Gemini 3 Tops All Kaggle Leaderboards as Game Arena Adds Poker and Werewolf


TL;DR

  • Platform Update: Google DeepMind expanded its Game Arena benchmarking platform with Poker and Werewolf alongside the existing chess competition.
  • Gemini Dominance: Gemini 3 Pro and Gemini 3 Flash hold the top Elo ratings across all three Game Arena leaderboards.
  • New Capabilities: The new games test social deception and risk management, skills that traditional AI benchmarks do not measure.
  • Industry Context: A RAND Corporation analysis found that current AI evaluations focus on reasoning and code generation, leaving key capabilities unmeasured.

Google DeepMind expanded its Game Arena platform with Werewolf and Poker this week, adding tests for social deception and risk management to the existing chess competition.

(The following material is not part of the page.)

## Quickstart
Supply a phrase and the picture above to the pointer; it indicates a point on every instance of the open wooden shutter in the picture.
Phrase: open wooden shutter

Gemini 3 Pro and Gemini 3 Flash hold the top spots across all three games, sweeping every leaderboard on the platform.

What Is Game Arena

Game Arena builds on a foundation Google DeepMind laid in 2025. Partnering with Kaggle, the company launched Game Arena as an independent, public benchmarking platform where AI models compete in strategic games.

It now spans three game types testing social deduction and calculated risk: chess for logical thinking, Werewolf for social skills, and Poker for risk assessment. Real-world decisions rarely rely on the kind of perfect information found on a chessboard, the company noted, making games with hidden roles and uncertain outcomes better proxies for practical AI performance.

Testing Social Skills and Risk Management

Werewolf is Game Arena’s first team-based game played through natural language, requiring models to navigate imperfect information through dialogue. Players must identify hidden threats by reading conversational cues and detecting inconsistencies.

Poker tests risk management and uncertainty in Heads-Up No-Limit Texas Hold’em format, where two players compete head-to-head with no betting cap.

Models must weigh probabilities, manage their chip stacks, and decide when to bluff or fold with incomplete data.

Kaggle Game Arena Poker

Taken together, these games serve as both a competitive benchmark and a safety research tool. Werewolf tests manipulation detection, providing a controlled environment to study how models handle deceptive agents without real-world consequences, while Poker exposes how models quantify risk under pressure.

Yet that dual purpose has drawn scrutiny. Ethics researchers have raised concerns that testing deception could teach AI agents manipulative habits, though Google embeds red-teaming guidelines within every evaluation harness as a safeguard.